The point of the essay is clear. The writer states in the first paragraph that the trip she took with her father led her to the most beautiful thing that she has ever seen. There isn’t a clear thesis, but the purpose of the essay is clear to the reader.

 3. Do individual paragraphs seem well detailed?  What suggestions would you make about adding specific details?  What else would you like to know?

    Although the writer makes it clear what she did and what she saw on her trip, there isn’t much detail over all. I felt as though the main point of her essay, the moment her and her father witnessed the sunrise in the state park, was not described in much detail at all.

a.     Where would you like the writer add more visual detail?
I think that more visual detail could have been added throughout the essay. She could have added more visual detail while explaining the other stops they made, as well as much more detail about the sunrise.


b.     Where would you like the writer add more sound detail?
Very little sound detail was included.
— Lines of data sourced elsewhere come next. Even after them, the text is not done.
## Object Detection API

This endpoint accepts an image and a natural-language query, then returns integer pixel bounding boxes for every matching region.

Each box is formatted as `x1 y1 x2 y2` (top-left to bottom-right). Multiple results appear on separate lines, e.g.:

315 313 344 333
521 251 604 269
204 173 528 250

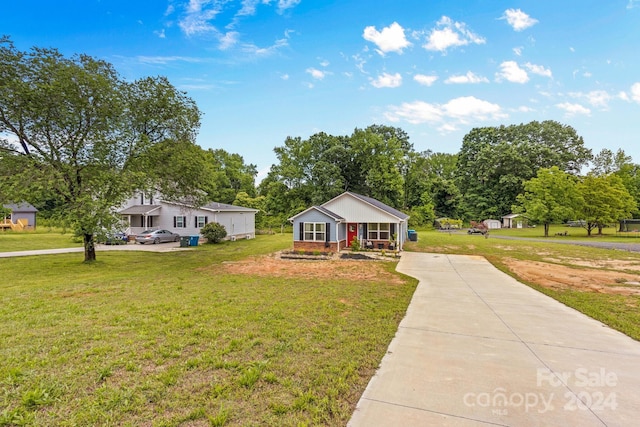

Although she included the sounds of birds chirping, she could have included noises while in the car; the stereo, cars zooming past…


c.      Where would you like the writer add more smell detail?
I did not find any smell detail in the essay. If the writer included the time of year, she could have described the smell of the outdoors, or while they were watching the sunrise she could have included smells from that setting.


          d. Where would you like the writer add more taste detail?
            No taste detail was included in the essay. Although the ice store that they usually stopped at was closed, she could have included the taste of the snacks that they brought along on their trip.

          e. Where would you like the writer add more feel or touch details?
             Because most of her trip was spent in the car, I could see why she didn’t include much detail, but she could have included the hard feel of the car door or window against her head.

4. Do all of the paragraphs contribute to the development of the essay’s thesis?  Is it clear to you how each of the paragraphs relate to the description or observation the writer is providing?  Why/why not?   Indicate the paragraph(s) that don’t seem to fit the focus of the essay below:
          
     I feel as though the focus of the essay is lost towards the end. The beginning of the essay implies that the main focus is about seeing the sunrise, but the end of the essay is about the time she spent with her father and how that is important to her. I think to make the essay flow more, she should incorporate both of the themes, or chose one and focus on that. I think if the writer wants to focus on the sunrise, then the end paragraph should be rewritten.

5. Would the essay improve if the paragraphs were arranged differently?  Do the main ideas seem logically organized (using chronological or least-to-most-important or spatial order, for example)? Why/why not?  Note the paragraph(s) that seems out of order below:

     I think that the essay has good organization. The writer does a good job with presenting the ideas so that the writer has a sense of where the story is going. Although I think the last paragraph veers a little off course, she does a good job of wrapping up the essay.  

6. Are the paragraphs connected to one another smoothly and logically?  Are there transitions between paragraphs that help you understand how the writer’s ideas are connected?  Let the writer know which paragraphs need transitions.  What could the writer do to make the connection between the main ideas expressed in the individual paragraphs and the thesis clearer?

     I think that there is a good transition between the first and the second paragraphs. The writer does a good job at ending one paragraph and beginning another. The thoughts are began and ended well within each paragraph. I think that the last paragraph could have included more of the thesis.

7. Write a summary comment that explains what you like best about the paper.  Then, describe the two features of the paper that most need improvement.  What suggestion(s) for overcoming these problems do you have?

     What I like best about the essay is that I get a good mental picture of the trip that she took with her father, and I can understand why that meant so much to her. To make this essay better, I think she could include more sensory details that would help to enhance the imagery. Another change that could help to improve the essay would be if she tied the last paragraph back to the thesis statement.